Without question, this display was my favorite. This tree was snapped in half by Mount St. Helen’s violent eruption. The observatory was built around this tree. That’s right! This tree is in the exact same place it was during the eruption. This is the outcome of its full force and it is completely surreal to see this up close.
At the paper drum seismograph, the kids can run and jump, causing their own earthquakes.
Don’t forget to find some time to visit the theater. They play a few different selections of movies. We were able to attend a show explanation how wildlife and nature flourished after the eruption. All it takes is a little bit of patience. Click here to see some additional displays in the observatory.
Even the walk back to the car isn’t boring. At first glance it doesn’t seem like there’s anything interesting to see, but if you study the mountains in the background, you’ll notice that they are still covered with broken toothpick trees destroyed during the blast.
Along with the observatory visit, there are additional hikes that you can do. We did not have the time to take these adventures, so we would love for you to share your photos and experience!
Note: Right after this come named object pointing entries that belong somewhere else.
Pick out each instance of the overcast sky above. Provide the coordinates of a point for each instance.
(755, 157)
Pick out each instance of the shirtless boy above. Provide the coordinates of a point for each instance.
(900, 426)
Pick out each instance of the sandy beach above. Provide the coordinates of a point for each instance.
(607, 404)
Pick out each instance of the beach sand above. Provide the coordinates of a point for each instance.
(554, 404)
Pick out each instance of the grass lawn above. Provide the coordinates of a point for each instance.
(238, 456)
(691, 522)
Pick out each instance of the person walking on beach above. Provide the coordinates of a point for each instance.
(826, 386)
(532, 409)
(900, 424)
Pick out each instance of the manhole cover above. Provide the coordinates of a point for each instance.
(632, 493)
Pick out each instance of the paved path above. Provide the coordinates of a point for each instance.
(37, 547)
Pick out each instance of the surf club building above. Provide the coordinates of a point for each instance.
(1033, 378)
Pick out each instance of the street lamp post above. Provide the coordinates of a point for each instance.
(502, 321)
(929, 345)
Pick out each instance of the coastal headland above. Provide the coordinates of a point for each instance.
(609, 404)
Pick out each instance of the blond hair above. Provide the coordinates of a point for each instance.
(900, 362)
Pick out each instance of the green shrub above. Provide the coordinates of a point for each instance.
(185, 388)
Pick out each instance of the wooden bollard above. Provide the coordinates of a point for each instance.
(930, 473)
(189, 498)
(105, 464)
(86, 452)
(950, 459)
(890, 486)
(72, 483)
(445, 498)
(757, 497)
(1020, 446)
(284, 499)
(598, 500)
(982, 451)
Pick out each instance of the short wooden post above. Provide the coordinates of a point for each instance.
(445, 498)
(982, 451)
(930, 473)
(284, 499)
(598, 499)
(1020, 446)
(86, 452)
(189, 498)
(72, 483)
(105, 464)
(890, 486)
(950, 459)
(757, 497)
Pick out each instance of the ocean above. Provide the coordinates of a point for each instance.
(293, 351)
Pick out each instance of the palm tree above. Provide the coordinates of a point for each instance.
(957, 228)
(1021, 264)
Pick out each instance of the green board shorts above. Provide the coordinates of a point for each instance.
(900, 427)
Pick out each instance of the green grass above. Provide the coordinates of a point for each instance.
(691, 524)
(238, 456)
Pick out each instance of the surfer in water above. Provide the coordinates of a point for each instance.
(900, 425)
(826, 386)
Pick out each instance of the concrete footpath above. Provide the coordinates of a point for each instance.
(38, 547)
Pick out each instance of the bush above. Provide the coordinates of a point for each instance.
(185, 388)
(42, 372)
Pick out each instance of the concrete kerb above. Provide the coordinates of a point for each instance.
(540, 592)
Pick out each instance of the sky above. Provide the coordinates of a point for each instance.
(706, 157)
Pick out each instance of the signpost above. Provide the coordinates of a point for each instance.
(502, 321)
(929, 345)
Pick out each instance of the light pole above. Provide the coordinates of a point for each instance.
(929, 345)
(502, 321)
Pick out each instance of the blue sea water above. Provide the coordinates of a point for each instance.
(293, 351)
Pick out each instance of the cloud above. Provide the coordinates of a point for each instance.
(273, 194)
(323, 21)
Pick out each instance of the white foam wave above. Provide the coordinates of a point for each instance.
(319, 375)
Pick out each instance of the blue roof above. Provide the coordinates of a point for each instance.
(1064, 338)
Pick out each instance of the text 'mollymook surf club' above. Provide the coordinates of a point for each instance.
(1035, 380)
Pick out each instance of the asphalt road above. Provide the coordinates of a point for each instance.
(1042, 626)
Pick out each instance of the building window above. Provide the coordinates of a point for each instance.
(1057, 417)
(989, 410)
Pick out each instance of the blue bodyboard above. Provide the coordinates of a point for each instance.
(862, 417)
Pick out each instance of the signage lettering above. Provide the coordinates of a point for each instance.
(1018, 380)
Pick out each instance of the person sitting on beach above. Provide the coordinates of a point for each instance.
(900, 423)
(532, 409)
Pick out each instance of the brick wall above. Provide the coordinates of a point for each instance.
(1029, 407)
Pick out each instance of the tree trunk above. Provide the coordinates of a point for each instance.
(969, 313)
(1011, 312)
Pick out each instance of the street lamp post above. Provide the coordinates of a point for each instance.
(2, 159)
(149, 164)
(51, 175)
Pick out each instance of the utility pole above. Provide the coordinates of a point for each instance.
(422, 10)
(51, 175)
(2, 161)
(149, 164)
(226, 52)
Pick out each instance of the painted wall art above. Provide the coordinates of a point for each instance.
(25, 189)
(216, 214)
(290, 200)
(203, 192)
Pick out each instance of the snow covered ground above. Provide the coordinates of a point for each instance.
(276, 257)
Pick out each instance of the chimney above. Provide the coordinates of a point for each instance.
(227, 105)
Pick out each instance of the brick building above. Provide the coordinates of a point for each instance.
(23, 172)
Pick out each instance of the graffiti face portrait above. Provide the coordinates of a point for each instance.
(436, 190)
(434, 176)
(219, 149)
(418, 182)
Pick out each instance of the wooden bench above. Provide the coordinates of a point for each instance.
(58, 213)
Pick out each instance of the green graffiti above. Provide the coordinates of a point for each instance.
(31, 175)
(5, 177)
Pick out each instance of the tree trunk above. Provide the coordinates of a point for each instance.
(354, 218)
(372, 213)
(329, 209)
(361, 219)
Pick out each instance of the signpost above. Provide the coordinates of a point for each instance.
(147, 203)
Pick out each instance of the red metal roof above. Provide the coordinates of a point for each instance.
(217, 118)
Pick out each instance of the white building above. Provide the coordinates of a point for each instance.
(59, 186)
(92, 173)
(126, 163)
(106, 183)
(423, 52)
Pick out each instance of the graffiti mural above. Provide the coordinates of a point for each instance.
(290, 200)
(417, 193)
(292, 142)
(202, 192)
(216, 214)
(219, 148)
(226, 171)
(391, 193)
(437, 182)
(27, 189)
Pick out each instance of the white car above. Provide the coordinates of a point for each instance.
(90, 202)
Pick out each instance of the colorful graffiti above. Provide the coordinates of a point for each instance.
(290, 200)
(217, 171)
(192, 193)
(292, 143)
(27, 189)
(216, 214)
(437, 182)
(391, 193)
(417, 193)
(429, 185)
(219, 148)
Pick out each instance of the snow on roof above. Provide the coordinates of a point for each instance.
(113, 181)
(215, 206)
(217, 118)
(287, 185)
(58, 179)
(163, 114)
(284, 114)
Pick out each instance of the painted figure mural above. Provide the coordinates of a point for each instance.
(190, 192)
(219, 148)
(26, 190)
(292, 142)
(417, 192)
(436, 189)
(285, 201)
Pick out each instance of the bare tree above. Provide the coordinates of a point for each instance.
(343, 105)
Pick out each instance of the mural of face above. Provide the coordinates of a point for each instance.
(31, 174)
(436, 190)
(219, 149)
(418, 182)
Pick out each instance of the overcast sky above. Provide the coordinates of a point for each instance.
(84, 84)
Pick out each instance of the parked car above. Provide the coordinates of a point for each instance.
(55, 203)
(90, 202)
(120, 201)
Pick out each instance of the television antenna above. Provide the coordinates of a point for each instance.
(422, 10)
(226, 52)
Johnston Ridge Hike (NOT family friendly — starting point at Hummocks Trailhead) – 10.4 miles in/out
Want to turn this fun into a summer camp?! You can! Mount St. Helen’s Institute offers a variety of summer camps. One of which is a Family Adventure Camp. Sessions are in July and August. Pricing is approximately $80 per camper. Kids 4 years and younger can attend at no additional charge. Click here for more information.
THINGS TO REMEMBER:
- Observatory is open Mid-May through June, 10am – 6pm
- $8 entrance fee (unless you have a 4th grader!)
- Wheelchair accessible
- Drive I-5 north to Exit 49 for Highway 504E, Toutle and Castle Rock.
- Turn right after exiting and drive 43.1 miles on 504E through Castle Rock, Silver Lake and Toutle.
- At a junction, bear right for Coldwater Lake and Johnston Ridge Observatory. Descend, and follow the highway 8.8 miles as it ascends again to the end of the highway at the Johnston Ridge Observatory.